Son passage au gouvernement exacerbe les compromis idéologiques de Lula. Alors que le Brésil entend pousser les feux de sa croissance économique, Marina Silva doit plier sur des sujets clés tels que la libéralisation des OGM, la construction d’une troisième centrale nucléaire ou les licences pour la réalisation d’infrastructures en Amazonie (barrages hydroélectriques, routes…), poussées par une certaine Dilma Rousseff, alors ministre des Mines et de l’Énergie. En 2008, promue cheffe du gouvernement, cette dernière impose un Plan Amazonie durable (PAS) dominé par de grands projets industriels. Lâchée, Marina Silva claque la porte et rend sa carte du PT l’année suivante. « Certains se plaisent à réduire l’enjeu de la présidentielle à un duel inédit entre les filles spirituelles de Lula : c’est un contresens, affirme l’éditorialiste Eliane Brum. La culture de Marina est à l’opposé du productivisme cher à Dilma et à Lula. » L’ancienne seringuera, devenue l’une des personnalités politiques les plus fortes de son époque, chemine un temps au sein du Parti vert (PV), qu’elle quitte en 2011 : trop étroit pour ses ambitions. Après son excellent résultat à la présidentielle de 2010, elle veut donner corps à « ses rêves » et lance en 2013 le Réseau durable (Rede sustentável). Par une décision controversée, la justice électorale estimera insuffisant le nombre de soutiens collectés pour permettre son officialisation comme parti politique. Marina Silva, qui y voit la main d’un establishment dérangé par ses ambitions, propose une alliance électorale au PSB afin de participer à la présidentielle de 2014.
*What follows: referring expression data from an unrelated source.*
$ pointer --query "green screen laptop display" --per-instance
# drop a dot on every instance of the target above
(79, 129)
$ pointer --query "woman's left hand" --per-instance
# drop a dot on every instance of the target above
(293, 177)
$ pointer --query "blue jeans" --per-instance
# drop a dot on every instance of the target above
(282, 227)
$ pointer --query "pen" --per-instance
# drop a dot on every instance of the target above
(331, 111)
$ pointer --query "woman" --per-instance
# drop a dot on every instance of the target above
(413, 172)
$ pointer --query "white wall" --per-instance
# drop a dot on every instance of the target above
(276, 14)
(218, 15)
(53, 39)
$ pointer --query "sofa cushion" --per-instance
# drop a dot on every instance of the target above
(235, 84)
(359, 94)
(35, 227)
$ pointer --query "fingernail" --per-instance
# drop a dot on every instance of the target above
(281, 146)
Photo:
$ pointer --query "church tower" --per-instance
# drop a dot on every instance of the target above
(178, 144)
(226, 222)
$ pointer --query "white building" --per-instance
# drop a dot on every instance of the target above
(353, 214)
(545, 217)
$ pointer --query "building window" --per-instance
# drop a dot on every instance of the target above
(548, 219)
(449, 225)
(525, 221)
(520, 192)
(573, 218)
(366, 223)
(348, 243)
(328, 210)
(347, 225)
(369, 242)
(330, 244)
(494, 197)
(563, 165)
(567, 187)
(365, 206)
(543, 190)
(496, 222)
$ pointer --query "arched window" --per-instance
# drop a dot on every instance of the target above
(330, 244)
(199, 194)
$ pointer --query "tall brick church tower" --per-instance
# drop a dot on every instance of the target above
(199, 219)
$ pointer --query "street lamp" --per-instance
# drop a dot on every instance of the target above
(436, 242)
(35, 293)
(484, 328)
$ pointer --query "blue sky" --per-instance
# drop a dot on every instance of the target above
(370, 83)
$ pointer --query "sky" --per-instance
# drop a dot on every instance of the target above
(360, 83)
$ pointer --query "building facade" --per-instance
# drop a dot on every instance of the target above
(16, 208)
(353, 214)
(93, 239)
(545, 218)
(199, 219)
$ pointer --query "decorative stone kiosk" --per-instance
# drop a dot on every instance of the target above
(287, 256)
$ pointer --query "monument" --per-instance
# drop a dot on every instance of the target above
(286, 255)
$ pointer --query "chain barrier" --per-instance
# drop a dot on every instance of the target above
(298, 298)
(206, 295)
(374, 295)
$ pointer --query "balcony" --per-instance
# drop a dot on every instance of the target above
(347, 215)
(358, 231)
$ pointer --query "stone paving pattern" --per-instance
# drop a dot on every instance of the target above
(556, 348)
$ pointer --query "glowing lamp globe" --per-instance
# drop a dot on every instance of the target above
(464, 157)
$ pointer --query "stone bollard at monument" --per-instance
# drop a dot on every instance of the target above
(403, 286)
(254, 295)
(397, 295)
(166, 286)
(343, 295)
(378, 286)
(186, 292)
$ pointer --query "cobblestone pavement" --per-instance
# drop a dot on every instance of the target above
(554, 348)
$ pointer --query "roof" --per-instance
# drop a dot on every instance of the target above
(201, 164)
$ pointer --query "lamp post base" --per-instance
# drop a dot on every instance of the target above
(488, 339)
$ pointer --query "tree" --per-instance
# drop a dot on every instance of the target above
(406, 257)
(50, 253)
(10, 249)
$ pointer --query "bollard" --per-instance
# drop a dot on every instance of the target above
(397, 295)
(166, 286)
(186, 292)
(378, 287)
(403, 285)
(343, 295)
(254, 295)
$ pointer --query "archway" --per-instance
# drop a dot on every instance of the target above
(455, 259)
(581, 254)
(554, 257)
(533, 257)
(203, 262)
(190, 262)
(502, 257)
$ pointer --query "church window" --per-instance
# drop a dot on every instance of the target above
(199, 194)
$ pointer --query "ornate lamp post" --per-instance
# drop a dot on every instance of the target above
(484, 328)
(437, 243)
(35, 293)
Dans la jungle politique, elle se voit petite jaguatirica, l’ocelot agile et efficace, se disant également «  sensible comme une colombe et rusée comme un serpent ». Sa fragilité physique est trompeuse : chantre de l’éthique politique, c’est une débatteuse saignante. De l’avis des commentateurs, elle a dominé la peu charismatique Dilma Rousseff lors du premier débat télévisé de la campagne, début septembre. Un temps stupéfaits, le PT et le PSDB ont depuis concentré leurs attaques sur leur principale adversaire de fait. Et les critiques ne manquent pas. Le manque de compétence ? Les partisans de Silva rétorquent que Lula n’avait jamais exercé de mandat exécutif avant la présidence. Son appartenance à l’Assemblée de Dieu ? Elle ne choque pas tant dans un Brésil où le protestantisme évangélique explose, mais génère des rejets catégoriques par les positions sociétales conservatrices qu’elle inspire à la candidate, personnellement opposée à la légalisation de la consommation de cannabis, à l’avortement (en dépit de ses combats pour les droits des femmes) et au mariage homosexuel.

Si la fibre sociale de Marina Silva n’est pas sujette à caution – elle a connu la faim et la misère –, son programme de développement durable, présenté comme l’ajustement des projets économiques aux contraintes environnementales, reste flou. Favorable à l’indépendance de la Banque centrale, Marina Silva attire même plus les classes aisées urbaines que Dilma Rousseff, ce que fustige un PT pourtant allié orthodoxe des puissances économiques du pays. Les réseaux sociaux dénoncent même la participation de l’écologiste à des conférences organisées par Avina, une fondation pro-développement durable créée en 1994 par Stephan Schmidheiny. Le milliardaire suisse a depuis été condamné en 2013 à 18 ans de prison en Italie pour un scandale de l’amiante qui a causé 3 000 décès.

«  Des attaques de circonstance… Marina n’est ni une capitaliste “verte” ni une libérale, elle est authentiquement de gauche et écologiste, soutenue par des personnalités radicales, acquise à la démocratie participative et entourée d’une équipe crédible », tempère André Abreu, ancien directeur de la Fondation France Libertés, qui l’a accompagnée lors de la présidentielle de 2010 et votera pourtant… « Dilma », rebuté par le conservatisme sociétal de « Marina ». Personnalité complexe et parfois énigmatique, cette dernière séduit pourtant chez les jeunes et au sein de la mouvance qui a dénoncé l’an dernier dans les rues la panne d’ambition sociale des successeurs de Lula. « Nous vivons le choc d ’un gouvernement médiocre contre un rêve imprécis », énonce l’éditorialiste Antonio Navalón [^2]. Marina Silva : la candidate post-Lula d’un Brésil qui veut croire en l’utopie pour changer la société.